Ferociously fast and thrillingly direct: how Mayank went bang, bang ...
There are many ways of knowing that a bowler is seriously quick. There's the cold, hard evidence of the speed gun. There's the effect all that pace has on the batter, which can manifest itself as feet moving too little or too much, hands going out of control, and a general sense of being ill at ease.
"Number one, he hardly spends any time on his back foot," Aaron said on Timeout, ESPNcricinfo's post-game show. "Really quick through [the crease], though he's a side-on bowler. Generally, side-on bowlers spend a lot of time on the back foot. He's just - ball of the foot, and out of there.
"He uses his levers really well, similar to Jofra [Archer]. He's not a similar bowler to Jofra Archer, but just the way his load comes down, uses his levers really well. Beautiful braced front leg. His [front] foot doesn't even splay, even this much (gestures with thumb and forefinger less than an inch apart) - it's straight on to the batsman. Unbelievable follow-through. What else do you want?"
What else? Well, just more of the same, please. A lot more, all the time.
Except, every cricket fan knows that express pace is a rare commodity in more than one way. Like Aaron, like Akhtar, like Archer, and the vast majority of tearaway quicks through history, Mayank too has experienced long spells out of the game with injury, and he's still only 21. Lucknow Super Giants signed him at the 2022 IPL auction, but this was his first game for them. It was only his 11th T20 game overall, and he's only played one first-class match and 17 List A games in a senior career that began in December 2021.
Such can be the life of a genuine fast bowler. A life of long and seemingly interminable waits.
Sunday, though, was one of those belated appearances that was fully worth the wait. A debut of extreme, game-changing pace.

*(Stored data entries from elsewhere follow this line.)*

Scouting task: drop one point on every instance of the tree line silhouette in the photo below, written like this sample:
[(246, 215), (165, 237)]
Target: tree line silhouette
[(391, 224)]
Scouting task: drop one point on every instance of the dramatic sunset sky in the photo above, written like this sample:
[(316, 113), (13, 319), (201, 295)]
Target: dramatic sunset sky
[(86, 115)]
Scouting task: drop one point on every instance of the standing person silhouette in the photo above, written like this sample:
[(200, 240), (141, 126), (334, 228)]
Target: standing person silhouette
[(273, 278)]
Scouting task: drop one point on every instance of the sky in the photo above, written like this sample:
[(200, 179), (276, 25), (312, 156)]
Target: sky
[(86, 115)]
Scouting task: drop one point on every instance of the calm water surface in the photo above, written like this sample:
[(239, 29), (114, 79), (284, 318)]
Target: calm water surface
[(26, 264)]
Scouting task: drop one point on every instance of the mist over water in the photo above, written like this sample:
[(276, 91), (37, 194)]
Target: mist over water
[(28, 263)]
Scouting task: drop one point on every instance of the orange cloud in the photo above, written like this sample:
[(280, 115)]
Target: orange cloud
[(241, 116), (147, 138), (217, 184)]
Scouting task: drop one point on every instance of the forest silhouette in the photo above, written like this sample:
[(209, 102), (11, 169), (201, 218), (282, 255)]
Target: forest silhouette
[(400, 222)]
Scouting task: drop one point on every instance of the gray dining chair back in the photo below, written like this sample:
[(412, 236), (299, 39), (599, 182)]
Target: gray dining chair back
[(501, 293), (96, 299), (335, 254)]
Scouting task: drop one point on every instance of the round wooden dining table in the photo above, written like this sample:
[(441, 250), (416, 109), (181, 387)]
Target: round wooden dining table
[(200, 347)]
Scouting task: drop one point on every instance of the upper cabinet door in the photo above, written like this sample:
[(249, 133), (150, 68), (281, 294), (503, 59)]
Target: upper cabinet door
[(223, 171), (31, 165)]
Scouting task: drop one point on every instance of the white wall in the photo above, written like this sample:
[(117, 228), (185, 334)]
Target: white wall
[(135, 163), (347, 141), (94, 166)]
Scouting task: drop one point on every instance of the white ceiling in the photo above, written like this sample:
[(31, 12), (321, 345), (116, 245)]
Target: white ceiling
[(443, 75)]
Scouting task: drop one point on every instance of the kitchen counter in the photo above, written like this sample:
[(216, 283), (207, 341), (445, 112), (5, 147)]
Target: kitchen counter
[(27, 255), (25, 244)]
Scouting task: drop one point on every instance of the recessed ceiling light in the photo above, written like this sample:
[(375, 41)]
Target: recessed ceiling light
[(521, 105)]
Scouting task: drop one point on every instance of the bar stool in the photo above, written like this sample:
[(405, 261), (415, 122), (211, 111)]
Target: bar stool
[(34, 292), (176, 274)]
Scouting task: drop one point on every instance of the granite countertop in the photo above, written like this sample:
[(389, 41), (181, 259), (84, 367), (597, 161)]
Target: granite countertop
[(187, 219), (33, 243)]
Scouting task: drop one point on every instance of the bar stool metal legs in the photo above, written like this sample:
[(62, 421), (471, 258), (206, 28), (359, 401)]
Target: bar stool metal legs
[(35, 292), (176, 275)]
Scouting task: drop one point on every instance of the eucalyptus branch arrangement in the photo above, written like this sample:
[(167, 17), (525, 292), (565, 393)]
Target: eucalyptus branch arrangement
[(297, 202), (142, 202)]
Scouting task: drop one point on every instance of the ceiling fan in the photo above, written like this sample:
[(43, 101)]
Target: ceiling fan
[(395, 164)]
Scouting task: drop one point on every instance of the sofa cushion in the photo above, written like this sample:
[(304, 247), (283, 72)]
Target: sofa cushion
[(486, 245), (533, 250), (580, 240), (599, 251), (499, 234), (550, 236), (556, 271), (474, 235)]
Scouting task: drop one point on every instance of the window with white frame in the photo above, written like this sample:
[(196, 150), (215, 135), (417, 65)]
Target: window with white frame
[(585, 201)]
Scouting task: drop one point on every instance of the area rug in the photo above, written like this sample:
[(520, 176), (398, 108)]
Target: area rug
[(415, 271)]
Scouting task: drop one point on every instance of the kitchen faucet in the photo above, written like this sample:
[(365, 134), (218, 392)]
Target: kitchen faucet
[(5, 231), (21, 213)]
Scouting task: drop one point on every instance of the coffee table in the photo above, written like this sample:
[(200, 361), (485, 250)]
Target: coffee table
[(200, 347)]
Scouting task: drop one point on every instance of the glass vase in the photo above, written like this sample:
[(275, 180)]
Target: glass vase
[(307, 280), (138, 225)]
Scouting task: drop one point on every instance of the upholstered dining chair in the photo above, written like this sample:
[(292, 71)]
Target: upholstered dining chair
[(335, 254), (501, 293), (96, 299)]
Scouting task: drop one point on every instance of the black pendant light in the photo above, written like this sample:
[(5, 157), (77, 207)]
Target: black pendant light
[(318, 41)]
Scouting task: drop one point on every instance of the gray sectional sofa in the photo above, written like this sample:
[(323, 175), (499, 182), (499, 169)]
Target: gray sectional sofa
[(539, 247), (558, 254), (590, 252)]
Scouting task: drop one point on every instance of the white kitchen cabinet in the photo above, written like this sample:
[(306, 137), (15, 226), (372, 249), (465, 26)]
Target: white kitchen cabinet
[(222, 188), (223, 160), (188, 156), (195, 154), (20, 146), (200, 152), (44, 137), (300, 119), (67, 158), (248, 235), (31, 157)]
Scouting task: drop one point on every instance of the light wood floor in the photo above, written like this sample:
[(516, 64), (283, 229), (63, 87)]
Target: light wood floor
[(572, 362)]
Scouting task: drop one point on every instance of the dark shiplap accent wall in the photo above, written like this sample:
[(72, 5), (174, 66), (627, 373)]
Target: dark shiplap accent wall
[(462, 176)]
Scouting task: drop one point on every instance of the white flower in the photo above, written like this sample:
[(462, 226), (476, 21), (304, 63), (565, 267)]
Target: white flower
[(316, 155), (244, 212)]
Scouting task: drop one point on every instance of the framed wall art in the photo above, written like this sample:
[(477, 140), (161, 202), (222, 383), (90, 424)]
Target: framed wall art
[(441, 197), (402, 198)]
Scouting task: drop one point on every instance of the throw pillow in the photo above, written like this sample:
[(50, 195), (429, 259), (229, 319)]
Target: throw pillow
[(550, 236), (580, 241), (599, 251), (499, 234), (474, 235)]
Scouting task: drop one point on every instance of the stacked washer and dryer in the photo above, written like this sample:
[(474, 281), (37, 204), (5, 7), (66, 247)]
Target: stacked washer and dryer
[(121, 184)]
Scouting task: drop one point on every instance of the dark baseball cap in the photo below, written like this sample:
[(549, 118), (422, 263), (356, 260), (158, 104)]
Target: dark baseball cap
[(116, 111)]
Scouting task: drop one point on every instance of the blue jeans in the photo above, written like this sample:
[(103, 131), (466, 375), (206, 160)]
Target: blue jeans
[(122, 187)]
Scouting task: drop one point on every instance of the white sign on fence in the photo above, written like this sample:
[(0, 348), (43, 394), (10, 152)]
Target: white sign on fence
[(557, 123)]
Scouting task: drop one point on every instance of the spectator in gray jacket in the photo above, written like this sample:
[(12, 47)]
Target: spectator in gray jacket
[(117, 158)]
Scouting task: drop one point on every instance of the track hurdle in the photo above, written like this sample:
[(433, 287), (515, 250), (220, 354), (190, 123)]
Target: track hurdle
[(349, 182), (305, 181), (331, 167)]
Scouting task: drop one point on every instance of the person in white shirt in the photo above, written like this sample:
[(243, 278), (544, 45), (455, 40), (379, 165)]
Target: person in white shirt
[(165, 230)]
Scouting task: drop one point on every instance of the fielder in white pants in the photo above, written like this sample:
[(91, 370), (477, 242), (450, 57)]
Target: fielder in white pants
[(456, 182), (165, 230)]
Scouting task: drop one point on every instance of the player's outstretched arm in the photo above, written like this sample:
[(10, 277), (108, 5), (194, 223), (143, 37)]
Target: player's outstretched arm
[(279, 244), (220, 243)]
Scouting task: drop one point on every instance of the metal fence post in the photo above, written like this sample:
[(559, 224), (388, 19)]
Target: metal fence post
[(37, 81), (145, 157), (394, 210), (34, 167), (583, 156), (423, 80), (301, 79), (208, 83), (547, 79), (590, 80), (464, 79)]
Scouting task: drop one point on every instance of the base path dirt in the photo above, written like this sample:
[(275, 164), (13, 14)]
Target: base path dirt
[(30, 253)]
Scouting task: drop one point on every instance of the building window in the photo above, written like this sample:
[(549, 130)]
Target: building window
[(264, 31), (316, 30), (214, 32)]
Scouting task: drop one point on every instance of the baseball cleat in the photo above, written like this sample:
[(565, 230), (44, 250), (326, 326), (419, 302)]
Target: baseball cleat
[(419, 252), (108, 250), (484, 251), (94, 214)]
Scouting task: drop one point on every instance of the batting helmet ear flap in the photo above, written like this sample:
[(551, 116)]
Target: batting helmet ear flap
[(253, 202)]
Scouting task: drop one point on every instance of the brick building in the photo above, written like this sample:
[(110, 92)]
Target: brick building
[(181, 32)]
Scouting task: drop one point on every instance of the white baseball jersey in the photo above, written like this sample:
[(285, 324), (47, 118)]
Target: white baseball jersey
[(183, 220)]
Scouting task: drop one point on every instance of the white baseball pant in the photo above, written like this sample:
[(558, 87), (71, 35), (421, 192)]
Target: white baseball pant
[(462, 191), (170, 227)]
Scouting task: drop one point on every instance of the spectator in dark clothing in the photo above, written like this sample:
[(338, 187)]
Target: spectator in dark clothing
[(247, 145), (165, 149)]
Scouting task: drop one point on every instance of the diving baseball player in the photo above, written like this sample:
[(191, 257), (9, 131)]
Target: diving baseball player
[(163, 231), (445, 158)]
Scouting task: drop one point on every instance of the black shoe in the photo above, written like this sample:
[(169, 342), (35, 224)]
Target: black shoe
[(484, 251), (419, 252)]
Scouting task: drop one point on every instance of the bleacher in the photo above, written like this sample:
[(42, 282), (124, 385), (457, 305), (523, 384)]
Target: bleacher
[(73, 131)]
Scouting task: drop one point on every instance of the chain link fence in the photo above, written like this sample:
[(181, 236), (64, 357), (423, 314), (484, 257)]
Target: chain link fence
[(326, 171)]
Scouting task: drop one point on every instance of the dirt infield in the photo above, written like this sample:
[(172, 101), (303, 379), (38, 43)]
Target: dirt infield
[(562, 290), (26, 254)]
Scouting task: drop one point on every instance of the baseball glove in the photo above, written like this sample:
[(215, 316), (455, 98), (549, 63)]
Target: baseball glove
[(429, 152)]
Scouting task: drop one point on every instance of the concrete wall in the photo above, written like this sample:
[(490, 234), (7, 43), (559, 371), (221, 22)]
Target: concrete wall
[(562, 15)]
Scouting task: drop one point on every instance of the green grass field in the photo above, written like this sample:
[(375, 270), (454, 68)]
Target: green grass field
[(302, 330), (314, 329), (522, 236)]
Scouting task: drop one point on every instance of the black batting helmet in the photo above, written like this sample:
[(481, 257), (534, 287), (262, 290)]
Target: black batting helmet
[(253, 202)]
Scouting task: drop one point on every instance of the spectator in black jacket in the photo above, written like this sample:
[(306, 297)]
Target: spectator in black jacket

Before his introduction, Punjab Kings were bossing a chase of 200. By the time his four overs were done, Kings were done too.
Mayank Yadav picked up three wickets for LSG on his debut•BCCI
Simple, and thrillingly direct. He took three wickets, and all three - of Jonny Bairstow, Prabhsimran Singh and Jitesh Sharma - were roughly the same. On each occasion, the batter looked to make room and use Mayank's pace to access the shorter boundary on the off side. Each time, Mayank used his pace, inward angle and awkward bounce expertly to force them to go leg-side instead, while both hurrying them and cramping them for room.
Bang, bang, bang. These weren't the classic cricketing dismissals of bowled, lbw and catches off the outside edge, but they were proper T20 wickets, a bowler forcing errors through skill, accuracy and scoreboard pressure. And at the speeds, Mayank was bowling at - he clocked the fastest ball of IPL 2024, at 155.8kph, during the course of his spell - the accuracy was especially noteworthy.
"Unbelievable follow-through. What else do you want?"
Varun Aaron on Mayank Yadav
"His lines were really, really good," Aaron said. "Sometimes when you're maxing out and you're trying to bowl as fast as possible, you can be a little extra on the off side or stray down the leg side. Not one ball [was off line]. I think it's really good signs - not just for him, for Indian cricket, because he's bowling some serious gas."
"Same pace, same excitement initially, upfront," Moody said. "My initial take on Mayank versus Umran is that there's a better action and repeatable action with what we've seen tonight, in Mayank. He's still 21, so it's really important that he's managed carefully, physically, because that's a real red zone for fast bowlers, between the age of 18 to 25. I'm sure that the experts will have their arms around him, protecting him, and making sure that they get him strong in the right areas.
"Umran, a lot more going on at the crease with regards to his action, so therefore the control isn't there but the pace is there. So what Umran needs to work on is that control at the crease, making his action cleaner, and what we've seen tonight is another step ahead. And that's just come naturally. He's been gifted with that, and he's just started to bowl. It's very hard to get someone that hasn't got a braced front leg to suddenly learn how to brace their front leg as a fast bowler. You've either got it or you haven't got it. It's very hard to develop it."
You either have it or you don't. Mayank has it, and we're all strapped in for the ride, dreaming and hoping.